In 2006, Booker began the “drive part” of its turnaround campaign, Truman said. Booker’s customer satisfaction, he explained, was at an “all-time low”, with an apparent need to increase product choice, bring down prices and provide better customer service. This, Truman noted, is “not dissimilar feedback for Metro’s German cash and carry business”.

Through this phase of the plan, Booker has significantly developed a three-tier private-label range, reduced prices, a move that Truman said has been “more than compensated for by a bounce in volumes”.

Booker also improved its service, including a free delivery offer for customers. Truman suggests that an online offer could be the “single largest growth prong” for Metro’s business in the medium-term.

He said that with an average basket size of GBP1,000 for retailers and GBP300 for horeca customers, the basket size is big enough to gain “sufficient leverage” over the additional pick pack and delivery costs.

Through the third stage of Booker’s redevelopment process, Booker has refurbished and modernised it cash-and-carry store network, developed its online offer and expanded into India.

According to Truman, the refurbished ‘Extra’ branches reported first-year sales increases of approximately 20% and its e-commerce operations have reported a 108% CAGR per year between 2007 and 2011.

Nevertheless, while Truman suggests looking to Booker for inspiration, Scarborough is calling for Booker to take the ailing chain off Metro’s hands.

“Come on [Booker chief executive] Charlie Wilson. Be brave,” said Scarborough, suggesting that Booker could buy Makro for GBP50-100m, drive GBP20m in EBIT and achieve a “massive ROIC”.

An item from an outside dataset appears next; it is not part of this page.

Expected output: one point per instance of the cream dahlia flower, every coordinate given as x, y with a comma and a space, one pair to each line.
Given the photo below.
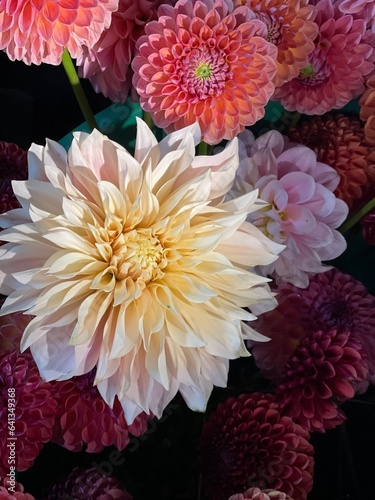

However, on balance, he suggested that Booker might have the right idea and may be seeing enhanced growth from Makro’s decline and “taking sales and customers without having to pay a goodwill premium”.

For Metro, Scarborough suggested that selling the UK operations would be a bit like Wal-Mart Stores selling its German business to Metro, or Metro selling its French consumer electronics unit.

“If after many management changes, the profit trends are not acceptable, a sale is a far better option and in some case a sale for a very low price would at least remove a loss off of Metro’s group P&L,” said Scarborough.

The Makro spokesperson, however, said that the company is aiming to restructure Makro UK and to “get the operation back on the growth path” and that there are “currently no plans to sell the business”.

Whatever Metro’s plans are for Makro, its new management team faces a steep road ahead.